That was what the Professor told them, the day they got back. When they tumbled from the wardrobe in a heap of tangled limbs, and found that the world had been torn from under their feet with all the kindness of a serpent.
They picked themselves off of the floorboards with smiles plastered on child faces, and sat with the Professor in his study drinking cup after cup of tea.
But the smiles were fake. The tea was like ash on their tongues. And when they went to bed that night, none of them could sleep in beds that were too foreign, in bodies that had not been their own for years. Instead they grouped into one room and sat on the floor and whispered, late into the night.
When morning came, Mrs. Macready discovered the four of them asleep in Peter and Edmund’s bedroom, tangled in a heap of pillows and blankets with their arms looped across one another. They woke a few moments after her entry and seemed confused, lost even, staring around the room with pale faces, eyes raking over each framed painting on the wall and across every bit of furniture as if it was foreign to them. “Come to breakfast,” Mrs. Macready said as she turned to go, but inside she wondered.
For the children’s faces had held the same sadness that she saw sometimes in the Professor’s. A yearning, a shock, a numbness, as if their very hearts had been ripped from their chests.
At breakfast Lucy sat huddled between her brothers, wrapped in a shawl that was much too big for her as she warmed her hands around a mug of hot chocolate. Edmund fidgeted in his seat and kept reaching up to his hair as if to feel for something that was no longer there. Susan pushed her food idly around on her plate with her fork and hummed a strange melody under her breath. And Peter folded his hands beneath his chin and stared at the wall with eyes that seemed much too old for his face.
It chilled Mrs. Macready to see their silence, their strangeness, when only yesterday they had been running all over the house, pounding through the halls, shouting and laughing in the bedrooms. It was as if something, something terrible and mysterious and lengthy, had occurred yesterday, but surely that could not be.
She remarked upon it to the Professor, but he only smiled sadly at her and shook his head. “They’ll be all right,” he said, but she wasn’t so sure.
They seemed so lost.
Lucy disappeared into one of the rooms later that day, a room that Mrs. Macready knew was bare save for an old wardrobe of the professor’s. She couldn’t imagine what the child would want to go in there for, but children were strange and perhaps she was just playing some game. When Lucy came out again a few minutes later, sobbing and stumbling back down the hall with her hair askew, Mrs. Macready tried to console her, but Lucy found no comfort in her arms. “It wasn’t there,” she kept saying, inconsolable, and wouldn’t stop crying until her siblings came and gathered her in their arms and said in soothing voices, “Perhaps we’ll go back someday, Lu.”

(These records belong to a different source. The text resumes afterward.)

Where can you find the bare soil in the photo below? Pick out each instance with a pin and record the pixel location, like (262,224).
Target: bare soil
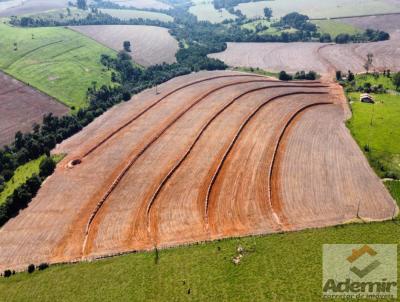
(205,158)
(320,57)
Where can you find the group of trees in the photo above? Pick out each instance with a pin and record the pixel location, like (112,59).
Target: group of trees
(23,194)
(297,21)
(369,35)
(300,75)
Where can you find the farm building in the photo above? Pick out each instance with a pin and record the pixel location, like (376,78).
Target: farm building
(367,98)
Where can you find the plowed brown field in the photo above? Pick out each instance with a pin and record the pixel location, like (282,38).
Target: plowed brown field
(320,57)
(206,158)
(21,106)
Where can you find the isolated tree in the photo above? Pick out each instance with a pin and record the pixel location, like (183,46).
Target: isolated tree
(31,268)
(127,46)
(7,273)
(369,61)
(81,4)
(283,76)
(338,75)
(396,80)
(350,76)
(47,167)
(268,13)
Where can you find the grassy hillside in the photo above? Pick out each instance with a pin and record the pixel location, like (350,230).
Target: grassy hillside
(252,25)
(380,136)
(58,61)
(205,11)
(332,8)
(126,14)
(280,267)
(335,28)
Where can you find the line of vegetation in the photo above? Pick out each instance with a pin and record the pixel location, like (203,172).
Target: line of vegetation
(186,26)
(299,75)
(374,124)
(24,193)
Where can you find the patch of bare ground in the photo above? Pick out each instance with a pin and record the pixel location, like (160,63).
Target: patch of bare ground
(198,161)
(320,57)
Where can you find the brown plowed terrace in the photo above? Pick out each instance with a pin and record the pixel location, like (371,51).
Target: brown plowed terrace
(213,155)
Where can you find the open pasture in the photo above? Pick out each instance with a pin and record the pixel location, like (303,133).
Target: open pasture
(142,4)
(55,60)
(150,45)
(126,14)
(21,106)
(206,158)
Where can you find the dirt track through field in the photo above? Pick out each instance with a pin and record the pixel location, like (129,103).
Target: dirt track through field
(203,159)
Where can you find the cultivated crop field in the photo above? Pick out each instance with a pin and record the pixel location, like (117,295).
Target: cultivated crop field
(204,11)
(126,14)
(56,60)
(206,158)
(20,7)
(389,23)
(21,106)
(142,4)
(319,57)
(150,45)
(328,9)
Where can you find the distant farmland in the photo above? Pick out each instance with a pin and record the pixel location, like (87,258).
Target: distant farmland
(20,7)
(312,56)
(126,14)
(56,60)
(150,44)
(213,155)
(326,9)
(142,4)
(21,106)
(204,10)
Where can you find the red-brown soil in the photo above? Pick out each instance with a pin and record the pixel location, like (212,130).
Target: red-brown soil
(320,57)
(23,7)
(201,160)
(21,106)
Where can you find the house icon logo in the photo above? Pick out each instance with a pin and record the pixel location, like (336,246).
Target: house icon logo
(359,271)
(356,254)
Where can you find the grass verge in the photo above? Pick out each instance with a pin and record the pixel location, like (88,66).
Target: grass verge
(279,267)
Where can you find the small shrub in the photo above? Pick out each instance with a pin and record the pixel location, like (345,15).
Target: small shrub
(7,273)
(31,268)
(43,266)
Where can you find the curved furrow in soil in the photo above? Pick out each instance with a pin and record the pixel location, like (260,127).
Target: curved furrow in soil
(190,148)
(239,201)
(142,112)
(177,215)
(233,141)
(137,155)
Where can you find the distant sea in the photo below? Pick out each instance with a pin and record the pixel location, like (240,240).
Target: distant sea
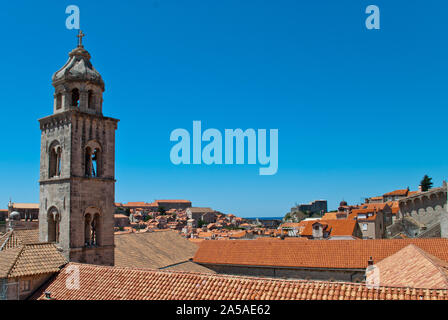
(263,218)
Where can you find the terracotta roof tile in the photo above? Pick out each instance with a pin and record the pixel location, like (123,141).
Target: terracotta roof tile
(31,259)
(413,267)
(112,283)
(346,254)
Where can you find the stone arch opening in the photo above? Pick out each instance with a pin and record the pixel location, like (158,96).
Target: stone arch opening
(75,97)
(53,219)
(55,159)
(93,159)
(92,227)
(90,99)
(58,101)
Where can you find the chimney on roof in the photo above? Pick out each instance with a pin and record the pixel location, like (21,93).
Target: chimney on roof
(48,295)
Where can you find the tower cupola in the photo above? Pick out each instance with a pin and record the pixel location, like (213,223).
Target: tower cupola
(78,85)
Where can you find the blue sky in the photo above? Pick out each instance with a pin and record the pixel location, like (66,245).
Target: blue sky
(359,112)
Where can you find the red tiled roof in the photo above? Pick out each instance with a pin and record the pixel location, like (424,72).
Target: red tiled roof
(344,254)
(25,206)
(342,227)
(173,201)
(401,192)
(413,267)
(112,283)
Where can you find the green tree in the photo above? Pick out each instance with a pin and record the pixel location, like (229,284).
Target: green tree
(426,183)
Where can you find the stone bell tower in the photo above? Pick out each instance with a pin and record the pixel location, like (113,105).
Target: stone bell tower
(77,165)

Go back where, Mrs. Macready wondered? She stepped into the room Lucy had been in later on in the evening and looked around, but there was nothing but dust and an empty space where coats used to hang in the wardrobe. The children must have taken them recently and forgotten to return them, not that it really mattered. They were so old and musty and the Professor had probably forgotten them long ago. But what could have made the child cry so? Try as she might, Mrs. Macready could find no answer, and she left the room dissatisfied and covered in dust.
Lucy and Edmund and Peter and Susan took tea in the Professor’s room again that night, and the next, and the next, and the next. They slept in Peter and Edmund’s room, then Susan and Lucy’s, then Peter and Edmund’s again and so on, swapping every night till Mrs. Macready wondered how they could possibly get any sleep. The floor couldn’t be comfortable, but it was where she found them, morning after morning.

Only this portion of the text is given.